ENTRUSTED TO AN ASSOCIATION. The first advice is not to take the path alone, but to be accompanied by an association, such as MetaCometa. Let yourself be accompanied and supported; in order to develop attention and competence that are necessary in the relationship with the children and youth that you are going to accompany for a “piece of the road” of their lives. When you foster through an association you become part of a real community that will never make you feel alone and that you have both material and psychological support from competent and professional people but also from all the other foster families. So follow the information paths on foster family care, it will bring you closer to this world and you will understand if it is really the way for you.
” BE THERE TO BE,” substance for others. Despite doubts and fear of not being up to the situation, put yourself out there anyway, because it is always worth giving what “you are and what you have ” to those who need it most. Foster care is our chance to make a difference. In some remote corner there is a little one who needs to be welcomed, guided, loved and let go. Letting go does not have to be scary. A reintegration into a biological family or a placement in an adoptive family can be a time of immense joy and growth for us adults as well. One must be ready to give all one has to help: to share the same refrigerator, the same problems, worries, joys the sorrows to be able to extend to others the richness of our existence, to be able to make one’s family an instrument of love.

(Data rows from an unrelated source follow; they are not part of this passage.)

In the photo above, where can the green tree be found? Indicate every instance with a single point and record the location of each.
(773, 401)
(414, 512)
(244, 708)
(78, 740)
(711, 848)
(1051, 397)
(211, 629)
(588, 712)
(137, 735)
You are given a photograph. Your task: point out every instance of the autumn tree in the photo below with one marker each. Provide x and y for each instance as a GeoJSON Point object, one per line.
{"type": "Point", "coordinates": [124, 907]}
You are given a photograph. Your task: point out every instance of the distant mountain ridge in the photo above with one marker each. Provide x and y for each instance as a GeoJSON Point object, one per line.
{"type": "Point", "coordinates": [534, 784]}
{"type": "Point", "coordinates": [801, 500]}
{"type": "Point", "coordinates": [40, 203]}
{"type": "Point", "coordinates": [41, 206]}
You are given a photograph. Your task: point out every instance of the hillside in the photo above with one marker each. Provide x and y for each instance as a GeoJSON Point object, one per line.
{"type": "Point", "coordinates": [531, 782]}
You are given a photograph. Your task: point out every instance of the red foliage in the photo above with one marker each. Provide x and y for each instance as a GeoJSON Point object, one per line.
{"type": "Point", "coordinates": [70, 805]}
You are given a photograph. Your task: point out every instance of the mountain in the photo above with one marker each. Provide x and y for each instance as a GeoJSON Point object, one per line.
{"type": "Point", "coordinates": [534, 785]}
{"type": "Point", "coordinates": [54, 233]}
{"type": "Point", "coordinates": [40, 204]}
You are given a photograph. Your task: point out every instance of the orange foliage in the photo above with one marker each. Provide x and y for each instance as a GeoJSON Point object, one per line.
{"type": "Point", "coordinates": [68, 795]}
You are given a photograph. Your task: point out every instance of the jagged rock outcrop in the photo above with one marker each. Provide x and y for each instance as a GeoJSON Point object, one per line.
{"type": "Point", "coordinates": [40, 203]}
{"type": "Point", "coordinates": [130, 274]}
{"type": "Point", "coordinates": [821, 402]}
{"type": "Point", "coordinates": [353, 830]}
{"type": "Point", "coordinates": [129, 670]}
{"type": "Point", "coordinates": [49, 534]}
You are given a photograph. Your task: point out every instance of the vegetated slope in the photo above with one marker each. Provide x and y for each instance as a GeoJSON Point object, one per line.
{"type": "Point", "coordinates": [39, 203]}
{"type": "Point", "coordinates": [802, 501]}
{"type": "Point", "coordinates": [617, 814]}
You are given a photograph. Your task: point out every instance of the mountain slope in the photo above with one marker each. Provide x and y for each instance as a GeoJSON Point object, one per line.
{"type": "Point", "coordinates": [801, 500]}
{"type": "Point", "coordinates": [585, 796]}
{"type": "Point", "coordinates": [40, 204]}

NOT MAKING PLANS. The fostering process offers opportunities that always enrich our hearts and invite us to continue to welcome “not by making plans but by living day by day in helping a child, accompanying him or her with affection on the journey of life, which is not always easy. To welcome a child into one’s family is a choice of love but that one should not create expectations about how this love can be returned. One must prepare oneself to be content that one has made a great gesture without necessarily expecting direct feedback, to be content that all that has been given may simply remain within the person who has been welcomed and who, perhaps, only tomorrow will be able to acknowledge it, to themselves and to the people who have changed their lives to welcome them.
IT CHANGES YOUR LIFE. Approaching foster care changes the way you see life, you see it through the eyes of love and giving, but in the end what emerges from the experience of foster families is that in the end you always receive more than you give to those less fortunate children and youth. There is a phrase by Pablo Neruda that encapsulates the essence of foster care: “To be born is not enough. It is to be born again that we are born. Every day.” Offer a chance at life and at the same time you will also receive another chance to be born.